Later that night, as I took my place on stage, I spotted them at the back of the auditorium. Brayleigh’s wild curls, long since freed from her hair tie, flounced around her small face like a homing beacon.

All the dancers in my group were classically trained. Having been forced to give up ballet for one reason or another, we’d switched to lyrical. For us, the group served as an outlet for bodies deprived of their creative expression.

A volunteer organization, we performed an average of once a month and practiced weekly, except when learning a new routine. Then we practiced obsessively for two weeks to perfect it.

Our routines tonight were tried and true. I let my thoughts wander as the music flowed through me, opening my chest, deepening my breath, clearing the fog in my brain.

Minty’s words reverberated through my mind.

I found the three of them at the back of the church whenever I could. Brayleigh’s little face shone, rapt with attention, her small hands pressed over her rosebud mouth.

Minty watched with a look of both pride and wonder on her usually closed face.

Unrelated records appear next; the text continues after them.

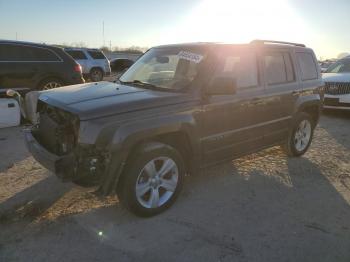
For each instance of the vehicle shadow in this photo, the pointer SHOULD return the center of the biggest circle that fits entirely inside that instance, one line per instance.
(333, 121)
(12, 147)
(29, 204)
(263, 207)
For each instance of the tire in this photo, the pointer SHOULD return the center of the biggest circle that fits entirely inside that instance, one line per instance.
(96, 75)
(143, 188)
(50, 83)
(300, 136)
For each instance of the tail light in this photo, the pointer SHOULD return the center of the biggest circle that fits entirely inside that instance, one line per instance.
(77, 68)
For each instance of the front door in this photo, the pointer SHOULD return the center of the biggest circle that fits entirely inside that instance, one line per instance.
(232, 125)
(281, 93)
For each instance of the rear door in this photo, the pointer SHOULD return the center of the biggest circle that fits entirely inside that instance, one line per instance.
(23, 65)
(281, 92)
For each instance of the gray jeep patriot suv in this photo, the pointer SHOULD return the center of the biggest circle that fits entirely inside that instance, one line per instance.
(178, 108)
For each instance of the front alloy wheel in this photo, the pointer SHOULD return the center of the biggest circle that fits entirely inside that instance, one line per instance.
(157, 182)
(300, 137)
(152, 179)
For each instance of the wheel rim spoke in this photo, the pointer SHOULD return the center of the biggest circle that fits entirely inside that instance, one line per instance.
(167, 166)
(150, 169)
(142, 189)
(302, 135)
(154, 198)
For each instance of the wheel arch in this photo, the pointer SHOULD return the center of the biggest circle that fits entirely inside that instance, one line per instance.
(310, 105)
(127, 140)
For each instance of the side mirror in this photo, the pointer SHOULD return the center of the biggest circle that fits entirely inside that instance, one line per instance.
(11, 93)
(222, 86)
(162, 59)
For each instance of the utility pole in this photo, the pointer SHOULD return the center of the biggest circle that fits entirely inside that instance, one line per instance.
(103, 32)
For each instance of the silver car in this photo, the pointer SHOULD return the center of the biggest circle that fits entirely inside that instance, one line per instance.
(94, 63)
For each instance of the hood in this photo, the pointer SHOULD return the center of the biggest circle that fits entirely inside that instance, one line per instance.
(336, 77)
(100, 99)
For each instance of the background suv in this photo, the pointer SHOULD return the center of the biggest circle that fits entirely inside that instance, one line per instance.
(36, 66)
(94, 63)
(337, 85)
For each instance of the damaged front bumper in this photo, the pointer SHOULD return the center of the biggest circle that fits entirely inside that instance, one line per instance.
(69, 167)
(63, 166)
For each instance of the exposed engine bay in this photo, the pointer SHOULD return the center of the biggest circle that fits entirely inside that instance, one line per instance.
(58, 132)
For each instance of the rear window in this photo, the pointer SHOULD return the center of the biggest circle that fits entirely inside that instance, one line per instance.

I reached for her with my body, my heart, my soul, to communicate to her my love for my body, my self, when I danced. The love I held for our collective femininity, our female solidarity, that I allowed myself to revel in when the music played. The kindred spirit I sensed within her, the warrior, the witch, the mother, the siren. A celebration of all that we are.

All we could be.

All we could be for each other.

Lucky sat back, his arm around the back of her chair, his attention flitting back and forth between the stage and his girls.

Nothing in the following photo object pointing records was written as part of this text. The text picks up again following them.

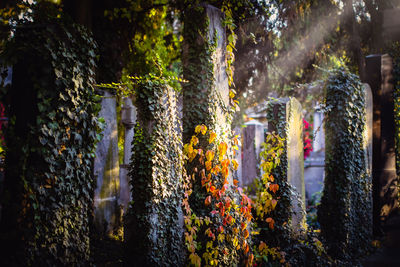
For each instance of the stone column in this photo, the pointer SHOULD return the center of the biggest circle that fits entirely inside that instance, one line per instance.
(128, 118)
(106, 168)
(154, 223)
(253, 137)
(285, 117)
(319, 133)
(379, 77)
(206, 95)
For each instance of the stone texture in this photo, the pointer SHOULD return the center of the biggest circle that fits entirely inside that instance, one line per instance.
(253, 137)
(128, 118)
(205, 101)
(106, 169)
(319, 132)
(379, 77)
(293, 123)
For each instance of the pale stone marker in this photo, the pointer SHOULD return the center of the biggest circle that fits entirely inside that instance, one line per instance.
(292, 129)
(380, 78)
(205, 101)
(253, 137)
(106, 168)
(128, 118)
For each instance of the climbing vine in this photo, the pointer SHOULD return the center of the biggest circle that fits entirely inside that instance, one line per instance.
(152, 229)
(218, 233)
(395, 54)
(345, 210)
(51, 139)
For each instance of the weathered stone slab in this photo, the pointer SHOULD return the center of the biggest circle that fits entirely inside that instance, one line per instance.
(253, 137)
(128, 118)
(206, 95)
(106, 169)
(287, 121)
(379, 77)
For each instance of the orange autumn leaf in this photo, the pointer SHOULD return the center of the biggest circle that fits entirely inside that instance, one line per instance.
(225, 163)
(222, 148)
(225, 172)
(246, 249)
(208, 165)
(210, 155)
(197, 129)
(194, 141)
(274, 187)
(212, 137)
(207, 201)
(273, 203)
(235, 164)
(270, 222)
(262, 246)
(203, 129)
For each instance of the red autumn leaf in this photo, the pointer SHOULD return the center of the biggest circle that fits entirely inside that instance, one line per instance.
(207, 201)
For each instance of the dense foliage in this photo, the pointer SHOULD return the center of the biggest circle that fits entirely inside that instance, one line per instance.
(218, 229)
(346, 202)
(153, 230)
(51, 139)
(395, 54)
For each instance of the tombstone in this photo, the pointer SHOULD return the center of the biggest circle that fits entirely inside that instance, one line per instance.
(315, 163)
(287, 121)
(368, 139)
(253, 137)
(128, 119)
(319, 133)
(206, 95)
(391, 24)
(379, 77)
(154, 223)
(106, 169)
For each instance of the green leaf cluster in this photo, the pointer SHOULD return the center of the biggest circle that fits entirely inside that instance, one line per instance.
(48, 196)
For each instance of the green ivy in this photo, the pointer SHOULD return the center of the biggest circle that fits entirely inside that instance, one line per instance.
(345, 210)
(395, 54)
(52, 134)
(153, 227)
(277, 117)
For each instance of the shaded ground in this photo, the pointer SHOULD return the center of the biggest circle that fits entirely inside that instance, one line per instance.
(107, 252)
(389, 254)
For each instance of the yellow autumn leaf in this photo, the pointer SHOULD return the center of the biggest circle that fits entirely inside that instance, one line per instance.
(194, 141)
(235, 164)
(210, 155)
(212, 137)
(197, 129)
(203, 129)
(231, 94)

They made a small but beautiful family. Laughter and love radiated from them and had embedded itself in the walls of their home. I basked in it when I was there, just as I had at Lucky’s growing up. At Daniela’s, amid the noise and the chaos, the laughter and jokes, my heart beat with the steady thrum of life that pulsed between all of them.

My home was quiet.

Routine.

Beige.

Tracy and Sean, Lucky and Minty, Dani and Carlos, that sweet, gentle soul a quiet force in his rambunctious household, cherished that illusive connection I so craved.

At one time I thought Darcy had it as well, but somehow it slipped away.

There were no guarantees.

It’s good for girls to see their mothers as more than just their mothers.

Had I ever seen my mother?

The tempo rose and so did we, pushing the emotion out to the crowd, absorbing the energy as it echoed back, then sending it out once again, larger than before, a symbiotic exchange.

The guilt of wanting to be more than just Brayleigh’s mother dissipated as I watched her. She stood on her chair, Minty’s steadying hand at her tummy, Lucky’s at her back, and swayed with the music, her arms lifted in joyful mimicry.

A family.

Small but beautiful.

Laughter, noise, their walls thrumming with life.

I couldn’t give her that.

But.

The warrior. The witch. The mother. The siren.